Depression: An Endless Sea

It’s hard to remember how awful it is until I’m here again.

Living with depression is treading water.

Sometimes you are floating easily in calm seas, and sometimes you are fighting to keep your head above the waves. Rarely are you making any forward progress, but what does that even mean? Is there a shore to this ocean?

I have forgotten.

I think I can remember being on land, but it feels hazy, like a dream. Maybe it wasn’t real. Maybe it is only the ocean — forever.

It feels different as I age, but is always cold and numbing and familiar. Just now I think about it more. I think I should be better at this.

It used to feel a part of me, but now it feels consuming. An outside force that siphons my will to live, beating me into submission until I crawl back into bed.

I shouldn’t be in bed. I should be working. I should be cooking. I should be showering. I should be living. What does it mean if I’m always breathing, but never alive?

Depression is a sea of lies. Nothing feels true. Nothing feels good. Overwhelming, crushing, but always grey and cold and lackluster — an endless sea of lies.

I am a bad adult. My life is wonderful and I can’t even be a functioning part of society. What is wrong with me? People have real problems. Get up. Go do something. Get dressed. Go outside. Buy groceries. Eat some real food. Make a doctor’s appointment. Get back on meds. You would feel better. This is your own fault. Get up. Get up!

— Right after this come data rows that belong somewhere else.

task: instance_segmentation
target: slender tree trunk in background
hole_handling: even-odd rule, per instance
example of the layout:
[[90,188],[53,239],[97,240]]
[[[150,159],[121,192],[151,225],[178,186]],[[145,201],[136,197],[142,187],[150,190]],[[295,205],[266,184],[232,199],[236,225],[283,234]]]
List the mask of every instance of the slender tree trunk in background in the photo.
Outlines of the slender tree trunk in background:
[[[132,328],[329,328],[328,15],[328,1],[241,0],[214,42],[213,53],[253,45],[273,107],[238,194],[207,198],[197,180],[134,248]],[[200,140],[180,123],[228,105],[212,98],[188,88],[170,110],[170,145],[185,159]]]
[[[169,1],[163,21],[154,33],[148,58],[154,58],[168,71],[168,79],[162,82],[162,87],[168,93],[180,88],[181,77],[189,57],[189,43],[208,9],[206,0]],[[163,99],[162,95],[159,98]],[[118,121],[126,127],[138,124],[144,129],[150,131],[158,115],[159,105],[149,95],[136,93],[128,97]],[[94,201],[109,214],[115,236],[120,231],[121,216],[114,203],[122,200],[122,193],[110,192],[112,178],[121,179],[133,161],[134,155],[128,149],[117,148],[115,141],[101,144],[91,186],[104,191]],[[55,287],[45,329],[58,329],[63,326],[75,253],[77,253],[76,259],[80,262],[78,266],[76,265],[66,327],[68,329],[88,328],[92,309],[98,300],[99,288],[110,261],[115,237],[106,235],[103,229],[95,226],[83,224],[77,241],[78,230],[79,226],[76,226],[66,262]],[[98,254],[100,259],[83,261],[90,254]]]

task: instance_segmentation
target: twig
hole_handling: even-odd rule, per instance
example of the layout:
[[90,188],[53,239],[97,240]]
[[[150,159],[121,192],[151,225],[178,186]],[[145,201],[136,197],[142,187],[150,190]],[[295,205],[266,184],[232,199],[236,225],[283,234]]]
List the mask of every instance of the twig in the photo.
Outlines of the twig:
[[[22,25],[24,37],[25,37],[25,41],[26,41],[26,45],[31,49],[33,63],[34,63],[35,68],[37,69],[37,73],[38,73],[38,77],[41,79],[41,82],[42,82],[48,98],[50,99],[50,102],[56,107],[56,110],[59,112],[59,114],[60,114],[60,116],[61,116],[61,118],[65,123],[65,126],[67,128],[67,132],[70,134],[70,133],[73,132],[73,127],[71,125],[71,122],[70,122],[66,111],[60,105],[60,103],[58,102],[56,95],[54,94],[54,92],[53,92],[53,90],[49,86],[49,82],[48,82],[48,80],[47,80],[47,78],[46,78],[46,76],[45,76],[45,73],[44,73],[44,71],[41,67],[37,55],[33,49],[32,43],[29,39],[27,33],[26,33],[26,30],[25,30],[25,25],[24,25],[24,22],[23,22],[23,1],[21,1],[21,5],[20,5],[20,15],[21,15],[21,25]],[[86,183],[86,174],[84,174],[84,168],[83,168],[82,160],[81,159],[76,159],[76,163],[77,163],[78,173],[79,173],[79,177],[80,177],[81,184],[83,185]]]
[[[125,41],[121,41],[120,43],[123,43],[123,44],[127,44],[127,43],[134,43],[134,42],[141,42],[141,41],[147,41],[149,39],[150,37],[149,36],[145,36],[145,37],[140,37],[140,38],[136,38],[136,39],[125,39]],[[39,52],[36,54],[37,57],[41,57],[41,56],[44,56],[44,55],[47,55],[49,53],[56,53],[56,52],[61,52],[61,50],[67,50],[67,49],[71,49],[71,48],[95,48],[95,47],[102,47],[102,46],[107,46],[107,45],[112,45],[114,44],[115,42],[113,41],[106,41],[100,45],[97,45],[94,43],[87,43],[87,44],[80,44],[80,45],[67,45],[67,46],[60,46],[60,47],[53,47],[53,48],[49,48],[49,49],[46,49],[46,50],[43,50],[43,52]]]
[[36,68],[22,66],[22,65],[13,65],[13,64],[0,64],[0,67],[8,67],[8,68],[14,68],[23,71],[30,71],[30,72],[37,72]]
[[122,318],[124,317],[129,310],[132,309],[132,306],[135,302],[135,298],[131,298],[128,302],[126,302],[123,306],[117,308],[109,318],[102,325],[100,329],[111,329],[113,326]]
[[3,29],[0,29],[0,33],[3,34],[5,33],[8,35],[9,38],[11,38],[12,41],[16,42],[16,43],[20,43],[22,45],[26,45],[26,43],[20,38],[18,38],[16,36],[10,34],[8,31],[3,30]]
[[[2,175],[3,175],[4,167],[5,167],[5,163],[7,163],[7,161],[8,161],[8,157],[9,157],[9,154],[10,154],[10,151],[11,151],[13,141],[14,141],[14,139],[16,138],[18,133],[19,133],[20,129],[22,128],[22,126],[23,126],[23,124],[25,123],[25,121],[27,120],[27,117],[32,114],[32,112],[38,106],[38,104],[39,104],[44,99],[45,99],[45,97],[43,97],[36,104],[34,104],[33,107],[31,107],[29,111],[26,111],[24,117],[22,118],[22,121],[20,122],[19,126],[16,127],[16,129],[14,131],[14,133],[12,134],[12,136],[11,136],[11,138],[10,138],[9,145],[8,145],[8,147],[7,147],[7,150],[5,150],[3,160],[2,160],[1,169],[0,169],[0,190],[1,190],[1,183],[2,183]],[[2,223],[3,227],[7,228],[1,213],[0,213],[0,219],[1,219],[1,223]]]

It doesn’t matter. It always comes back around to this. You are never going to feel better. This is what life is. Is this enough for you? Is this existence worth it? You will never accomplish anything. You will be treading water, staying alive and nothing more. Give up. Everything would be better if you just let go. Let the ocean take you away. Give up. Just give up…

Just wait. Be kind to yourself. It’s okay. You have a good life. Things will work out. It won’t always be like this, or at least if it is, you can think about it later. Not now. Deep breaths. Intoxicate. Worry later. Sleep now. Just sleep. You can’t feel like this when you’re asleep. You might feel better when you wake up. Just wait until you wake up.

An endless sea of lies.

Treading water for as long as I can because there is no other choice. Wishing I could stop, but knowing I won’t.

“It’s going to be okay. This isn’t forever.”

Of course it will be okay. I’m always okay. I always wake up.